Compararse con gobiernos anteriores se ha vuelto un recurso recurrente del oficialismo. Es tentador: exhibir avances, marcar diferencias, señalar “el desastre” que se heredó. Pero esa estrategia, si no se maneja con precisión, es un arma de doble filo. Porque en el juego de las comparaciones, no solo se miden logros: también vuelven las carencias. Y, peor aún, los recuerdos.
Cuando un gobierno se obsesiona con mirar atrás, invita —aunque no quiera— a la gente a hacer lo mismo. Y lo que encuentra la ciudadanía en esa mirada no siempre favorece al presente. Tal vez había más corrupción, sí. Pero el salario alcanzaba. Tal vez no había tantas inversiones extranjeras, pero el alquiler era pagable.
La comparación política no es sólo técnica; es emocional. Y en ese terreno, el “yo estaba mejor antes” puede ser más poderoso que cualquier programa de gobierno. El error del oficialismo no es comparar: es usar la comparación como refugio, como excusa, como relato sin propuesta. Una narrativa que apunta más a justificar que a construir. Porque si cada crisis se explica sólo por la herencia, ¿dónde empieza la responsabilidad propia?

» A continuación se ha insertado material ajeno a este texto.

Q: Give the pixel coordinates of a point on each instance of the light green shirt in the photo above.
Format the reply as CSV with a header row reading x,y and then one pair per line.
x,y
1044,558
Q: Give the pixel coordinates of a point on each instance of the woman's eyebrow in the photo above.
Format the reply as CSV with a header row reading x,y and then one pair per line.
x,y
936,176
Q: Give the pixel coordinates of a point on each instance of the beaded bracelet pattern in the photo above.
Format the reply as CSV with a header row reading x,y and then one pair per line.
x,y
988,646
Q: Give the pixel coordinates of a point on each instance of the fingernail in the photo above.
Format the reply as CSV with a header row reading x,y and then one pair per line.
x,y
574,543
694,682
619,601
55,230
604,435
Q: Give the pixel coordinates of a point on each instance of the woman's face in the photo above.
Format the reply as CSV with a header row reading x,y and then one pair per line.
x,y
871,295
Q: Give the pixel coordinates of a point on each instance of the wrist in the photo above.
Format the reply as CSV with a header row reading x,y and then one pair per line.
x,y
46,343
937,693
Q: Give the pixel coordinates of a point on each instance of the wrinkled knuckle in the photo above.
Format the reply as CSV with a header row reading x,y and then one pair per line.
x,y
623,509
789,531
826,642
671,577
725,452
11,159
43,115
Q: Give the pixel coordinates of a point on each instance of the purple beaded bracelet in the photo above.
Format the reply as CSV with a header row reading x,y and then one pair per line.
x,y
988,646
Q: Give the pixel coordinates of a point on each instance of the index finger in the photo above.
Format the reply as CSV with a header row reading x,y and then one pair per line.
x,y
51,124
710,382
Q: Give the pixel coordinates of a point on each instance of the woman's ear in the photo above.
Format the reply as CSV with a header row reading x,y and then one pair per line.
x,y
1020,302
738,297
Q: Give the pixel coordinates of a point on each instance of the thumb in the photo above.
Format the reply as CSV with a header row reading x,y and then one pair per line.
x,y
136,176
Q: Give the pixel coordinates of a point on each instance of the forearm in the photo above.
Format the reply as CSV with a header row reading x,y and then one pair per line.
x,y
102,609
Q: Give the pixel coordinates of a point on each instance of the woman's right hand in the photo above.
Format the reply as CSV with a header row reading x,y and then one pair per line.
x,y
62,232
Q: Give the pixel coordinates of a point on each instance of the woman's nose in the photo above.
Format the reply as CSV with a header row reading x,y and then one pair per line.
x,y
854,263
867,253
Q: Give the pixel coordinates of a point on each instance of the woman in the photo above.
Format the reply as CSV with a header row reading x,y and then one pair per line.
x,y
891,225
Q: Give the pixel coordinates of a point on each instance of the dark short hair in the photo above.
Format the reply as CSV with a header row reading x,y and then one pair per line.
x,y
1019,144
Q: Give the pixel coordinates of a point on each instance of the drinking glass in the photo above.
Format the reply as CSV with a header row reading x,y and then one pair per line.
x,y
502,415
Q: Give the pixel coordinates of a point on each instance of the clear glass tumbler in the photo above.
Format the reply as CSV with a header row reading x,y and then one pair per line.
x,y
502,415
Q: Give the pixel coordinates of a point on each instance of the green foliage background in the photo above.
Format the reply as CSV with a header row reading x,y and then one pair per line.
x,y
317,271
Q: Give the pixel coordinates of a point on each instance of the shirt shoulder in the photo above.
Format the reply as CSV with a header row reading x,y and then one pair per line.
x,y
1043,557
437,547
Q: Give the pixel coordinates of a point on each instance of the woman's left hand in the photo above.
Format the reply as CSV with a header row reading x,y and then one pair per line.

La comunicación de un gobierno no puede vivir del pasado. Necesita empatía con el presente y claridad sobre el rumbo. No basta con decir “antes era peor”; hay que demostrar por qué mañana será mejor. En tiempos donde la paciencia social se agota rápido, la comparación no es una defensa. Es una invitación al juicio. Y no siempre se gana.